Cet apprentissage fait, notre agneau sevré était donc potentiellement capable de participer aux tâches d’entretien du paysage comme tout membre du troupeau. Ceci était tout particulièrement important en cette saison 2018. En effet, la main d’œuvre manquait cruellement à la fin du printemps.
Par obligation, intégrer Salto à la gestion du troupeau
La saison ayant démarré sur la base des contrats en cours de l’an passé, je m’étais permise de vendre quelques moutons à des particuliers. Puis les trois vols mentionnés précédemment vinrent s’ajouter à la mort de trois agneaux parmi les 36 qui sont nés ce printemps. Un avortement presqu’à terme d’une brebis de deux ans qui n’a encore pas réussi à faire son premier agneau. Un mort-né chez une primipare. Et un petit trop faible, pourtant né d’une brebis expérimentée, qui ne passa pas sa première journée malgré l’intervention du vétérinaire.
Le printemps 2018 fut étonnamment riche de nouveaux contrats.
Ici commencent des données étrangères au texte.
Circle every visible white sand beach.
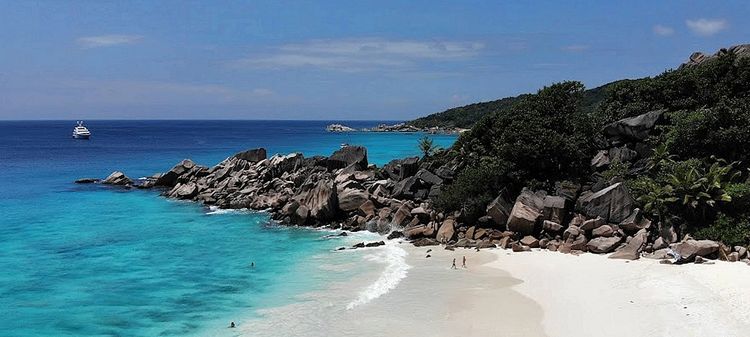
[238,243,750,337]
[489,250,750,337]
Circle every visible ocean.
[0,120,455,337]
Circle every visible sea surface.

Notamment auprès de particuliers qui adoptèrent pour la saison deux à trois moutons pour l’entretien de leurs terrains privés. Au final, presque le tiers du troupeau fut engagé de manière non planifiée à l’hivernage 2017.
Ainsi, sur la base des 42 brebis du troupeau d’Ouessant-d-ailleurs au printemps, quelques naissances supplémentaires auraient été les bienvenues. Mais six brebis et donc six agneaux manquent résolument à l’appel de 2018 ! La bergère a donc du gérer au plus serré chaque membre de son troupeau et Salto n’a pas manqué de contribuer à l’effort collectif.
Un costard sur mesure
Et voilà qu’une association nous contacte pour un petit troupeau de quatre moutons destiné à pâturer mais aussi à intervenir auprès de groupes d’enfants venus en camps de vacances. Salto, si familier et si affectueux, pouvait y faire du bon travail.
Capable de brouter au sein d’un groupe de congénères, il l’avait prouvé. Quant à sa capacité à câliner et à se laisser cajoler, il l’avait plus que prouvée ! Après moult tergiversations affectives de sa bergère, évaluations des risques liés aux clôtures, etc., il fut choisi avec trois copains pour la joie qu’il pourrait procurer aux enfants.
Effectivement, il a beaucoup de cordes à son arc. Il vient spontanément vers l’humain qu’il suit volontiers sur le terrain. Il adore les chiens ! Salto a d’ailleurs du longtemps s’imaginer en chien.
Il apprécie de se promener en laisse et en liberté avec un groupe hommes-chiens. La bergère l’a ainsi baladé à de multiples reprises en famille, avec chiens et enfants.
Et cerise sur le gâteau: il ne refuse pas une petite régression avec quelques biberons plaisirs pour la plus grande joie des enfants. Aux dernières nouvelles, il est la mascotte, figurant au rang des meilleurs moments des enfants lors de leur séjour chez AtheMae – Cabot’ins, association de notre région www.cabotins.ch & http://www.athemae.ch, oeuvrant, je les cite : « à promouvoir des activités ludo-éducatives et thérapeutiques visant l’épanouissement basées sur les principes de la médiation par les animaux et l’éveil à La Nature, dans le respect des besoins et de l’individualité de chacun. »
Le retour du guerrier…
Cette saison de pâturage étant déjà bien avancée, l’organisation de l’hivernage 2018 se profile. Et avec lui, le retour de Salto et la joie de le retrouver grandi, bien bâti espérons le et toujours aussi proche de nous. Bien sûr, les autres aussi sont attendus avec bonheur et une pointe d’excitation, surtout les jeunes béliers de 2017 qui auront bien changé n’en doutons pas.